Well, he got cancer and we battled it for nearly six years. At that point I told him he "needed to go." His response was, "No I need to be here to take care of you!" I told him I would "be just fine." We had talked about remarring and i had expected I would as I was not a loner. Well, he died within 10 HOURS of my telling him to go.

Boy was I wrong. It is nearly eleven [11] years now that he has been gone and my heart still aches for him. I have no desire to have another man in my life.

Honey, I don't know all the answers.
My advice is to keep those memories and feelings [we went thru some tough patches along our road together], as they truly are precious.
I know, at least it is my belief, that we knew each other in the pre-exhistenance and planned our lives here on earth with the various souls/spirits, who would help us to grow and develop our spirits while we have a human body.
You must continue to do the things that can help you to grow, and leave your heart open. One day when you least expect it, that perfect person will come along.

I miss my husband with all my heart and can't wait until we are reunited in the spirit world.

Read and study things of God and his plan for the spirits that are on this planet, the reason for life, what we should try to do with our lives, and the ways we can help others.

I believe if you two are meant to be togehter, God will open the doors for that to happen.
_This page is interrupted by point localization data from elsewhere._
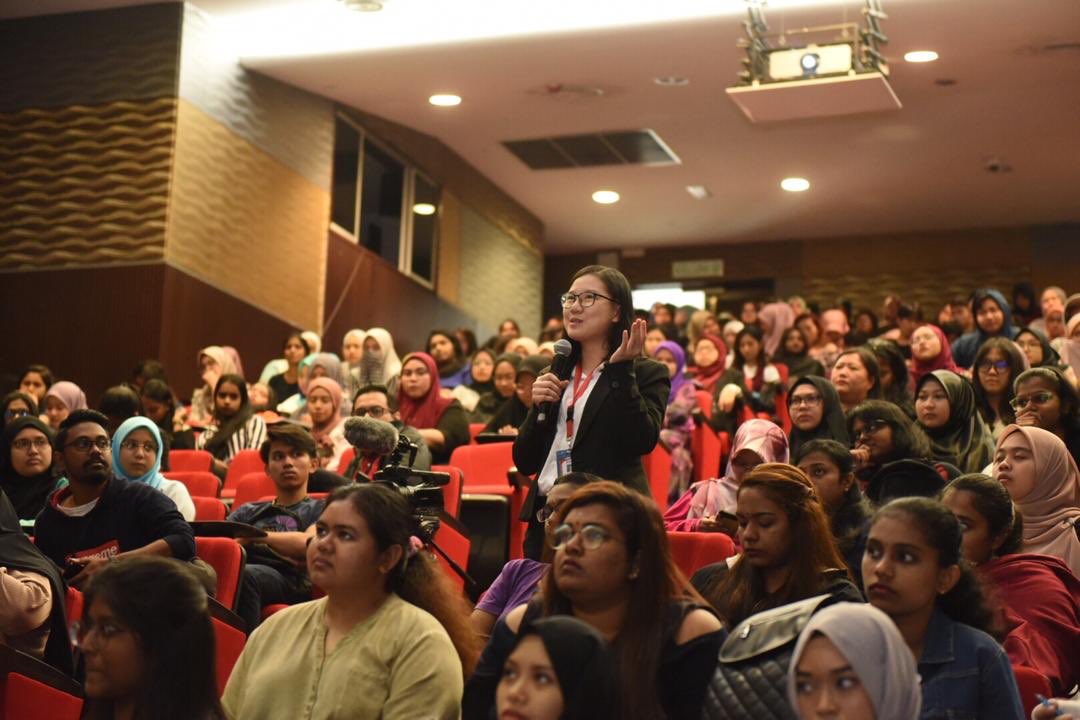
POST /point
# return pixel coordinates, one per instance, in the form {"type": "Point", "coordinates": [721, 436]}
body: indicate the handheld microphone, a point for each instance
{"type": "Point", "coordinates": [562, 366]}
{"type": "Point", "coordinates": [370, 436]}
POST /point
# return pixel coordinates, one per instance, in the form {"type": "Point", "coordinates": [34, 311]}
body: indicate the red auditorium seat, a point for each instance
{"type": "Point", "coordinates": [227, 558]}
{"type": "Point", "coordinates": [201, 484]}
{"type": "Point", "coordinates": [186, 461]}
{"type": "Point", "coordinates": [692, 551]}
If not, don't leave the door so tightly closed that someone wonderful can't get in to bring love and joy into your life as you return that to him.

I am encluding my e-mail address if you would care to continue to write. The hour is late, and I must be getting to bed. I have two funerals to attend this Saturday. Two ladies who don't know each other. It will be a hard day. I was on this site looking for words of comfort to give to their families, when I read your letter.
I also spotted two other friends that have past away in the past few months.

My prayers are with you. Just trust in Heavenly Father.